There were originally sixty charges against Schechter Poultry, which were reduced to eighteen charges plus charges of conspiracy by the time the case was heard by the U. S. Supreme Court.
Among the eighteen charges against Schechter Poultry were "the sale to a butcher of an unfit chicken" and the sale of two uninspected chickens.
Chief Justice Hughes wrote for a unanimous Court in invalidating the industrial "codes of fair competition" which the NIRA enabled the President to issue. The Court held that the codes violated the constitutional separation of powers as an impermissible delegation of legislative power to the executive branch. The Court also held that the NIRA provisions were in excess of congressional power under the Commerce Clause.
The Court distinguished between direct effects on interstate commerce, which Congress could lawfully regulate, and indirect, which were purely matters of state law. Though the raising and sale of poultry was an interstate industry, the Court found that the "stream of interstate commerce" had stopped in this case--Schechter's slaughterhouses bought chickens only from intrastate wholesalers and sold to intrastate buyers. Any interstate effect of Schechter was indirect, and therefore beyond federal reach.
Though many considered the NIRA a "dead statute" at this point in the New Deal scheme, the Court used its invalidation as an opportunity to impose limits on congressional power, for fear that it could otherwise reach virtually anything that could be said to "affect" interstate commerce and intrude on many areas of legitimate state power.
Justice Cardozo's concurring opinion clarified that a spectrum approach to direct and indirect effects is preferable to a strict dichotomy.

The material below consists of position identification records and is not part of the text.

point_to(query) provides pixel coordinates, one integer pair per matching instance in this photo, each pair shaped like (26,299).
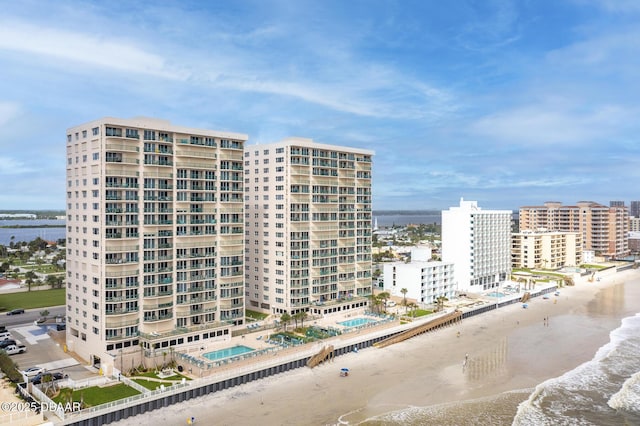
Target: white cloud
(8,111)
(10,166)
(548,124)
(86,48)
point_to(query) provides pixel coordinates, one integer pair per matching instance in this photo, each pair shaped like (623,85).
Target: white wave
(564,393)
(628,397)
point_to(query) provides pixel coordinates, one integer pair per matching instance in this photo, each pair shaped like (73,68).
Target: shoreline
(504,356)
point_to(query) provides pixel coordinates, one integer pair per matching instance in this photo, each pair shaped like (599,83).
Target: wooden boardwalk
(449,319)
(325,354)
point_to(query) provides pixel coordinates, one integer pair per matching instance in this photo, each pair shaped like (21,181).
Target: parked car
(33,371)
(15,349)
(45,376)
(8,342)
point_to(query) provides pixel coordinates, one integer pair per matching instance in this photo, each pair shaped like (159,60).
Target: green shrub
(9,368)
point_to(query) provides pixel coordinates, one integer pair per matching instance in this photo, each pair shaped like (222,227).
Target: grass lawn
(96,395)
(32,299)
(151,385)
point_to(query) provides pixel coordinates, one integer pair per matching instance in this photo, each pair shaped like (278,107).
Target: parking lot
(44,351)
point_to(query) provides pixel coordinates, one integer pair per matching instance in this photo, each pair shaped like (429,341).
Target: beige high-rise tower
(603,229)
(154,236)
(308,223)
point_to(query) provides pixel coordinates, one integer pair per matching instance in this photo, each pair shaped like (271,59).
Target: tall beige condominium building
(603,229)
(308,227)
(546,249)
(154,236)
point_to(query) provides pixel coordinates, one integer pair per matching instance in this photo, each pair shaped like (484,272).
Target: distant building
(603,229)
(634,242)
(424,281)
(421,253)
(546,249)
(478,243)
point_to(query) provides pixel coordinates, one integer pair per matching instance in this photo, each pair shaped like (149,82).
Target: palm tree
(30,276)
(296,317)
(413,307)
(384,296)
(303,316)
(67,395)
(440,303)
(372,302)
(142,356)
(285,319)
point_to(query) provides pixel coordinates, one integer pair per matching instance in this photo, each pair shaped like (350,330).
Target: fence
(46,401)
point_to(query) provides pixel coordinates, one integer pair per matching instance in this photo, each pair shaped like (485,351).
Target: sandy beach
(509,349)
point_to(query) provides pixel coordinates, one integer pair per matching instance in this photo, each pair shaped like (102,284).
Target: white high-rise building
(425,281)
(478,242)
(308,222)
(154,237)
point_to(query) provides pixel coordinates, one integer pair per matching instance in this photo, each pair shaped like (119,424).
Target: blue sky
(509,103)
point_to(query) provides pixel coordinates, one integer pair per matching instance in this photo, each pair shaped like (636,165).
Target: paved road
(30,315)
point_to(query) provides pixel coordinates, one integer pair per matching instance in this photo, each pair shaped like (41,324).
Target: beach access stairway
(322,356)
(443,321)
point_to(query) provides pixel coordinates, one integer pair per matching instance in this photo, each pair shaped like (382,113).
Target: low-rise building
(546,249)
(424,281)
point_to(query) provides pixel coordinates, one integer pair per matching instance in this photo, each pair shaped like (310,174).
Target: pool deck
(258,340)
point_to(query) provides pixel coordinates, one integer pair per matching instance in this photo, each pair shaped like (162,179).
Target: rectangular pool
(227,352)
(356,322)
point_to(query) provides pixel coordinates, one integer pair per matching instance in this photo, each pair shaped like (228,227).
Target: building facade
(546,249)
(308,227)
(154,236)
(478,243)
(603,229)
(424,281)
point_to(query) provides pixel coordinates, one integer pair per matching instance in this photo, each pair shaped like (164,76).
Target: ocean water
(601,392)
(30,234)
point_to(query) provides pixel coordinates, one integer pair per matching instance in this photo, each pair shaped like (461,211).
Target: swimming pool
(356,322)
(227,352)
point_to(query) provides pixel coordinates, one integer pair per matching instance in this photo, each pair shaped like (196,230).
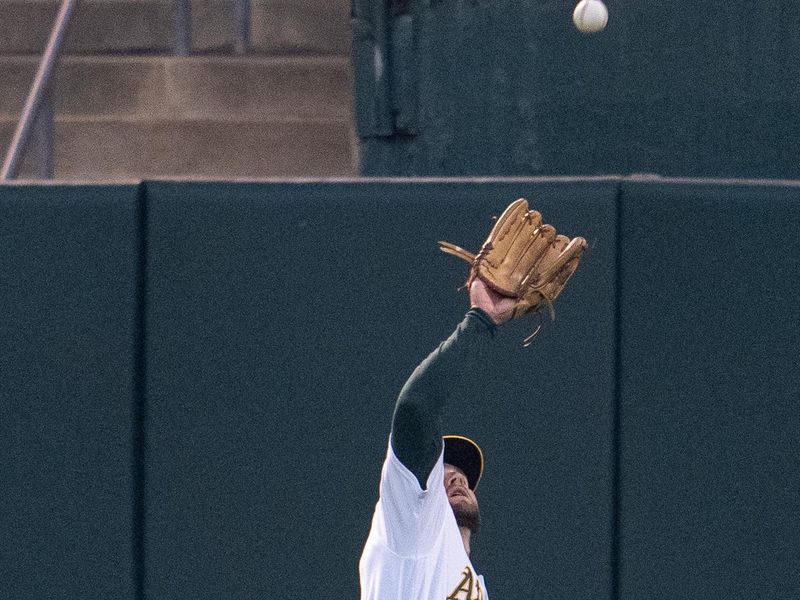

Cardozo felt that in this case, Schechter was simply too small a player to be relevant to interstate commerce.
This narrow reading of the Commerce Clause was later disavowed by the Court, which began to read congressional power more expansively in this area. However, more recent cases such as United States v. Lopez, 514 U.S. 549 (1995) perhaps signal a growing inclination in the Court to once again impose limits on its scope.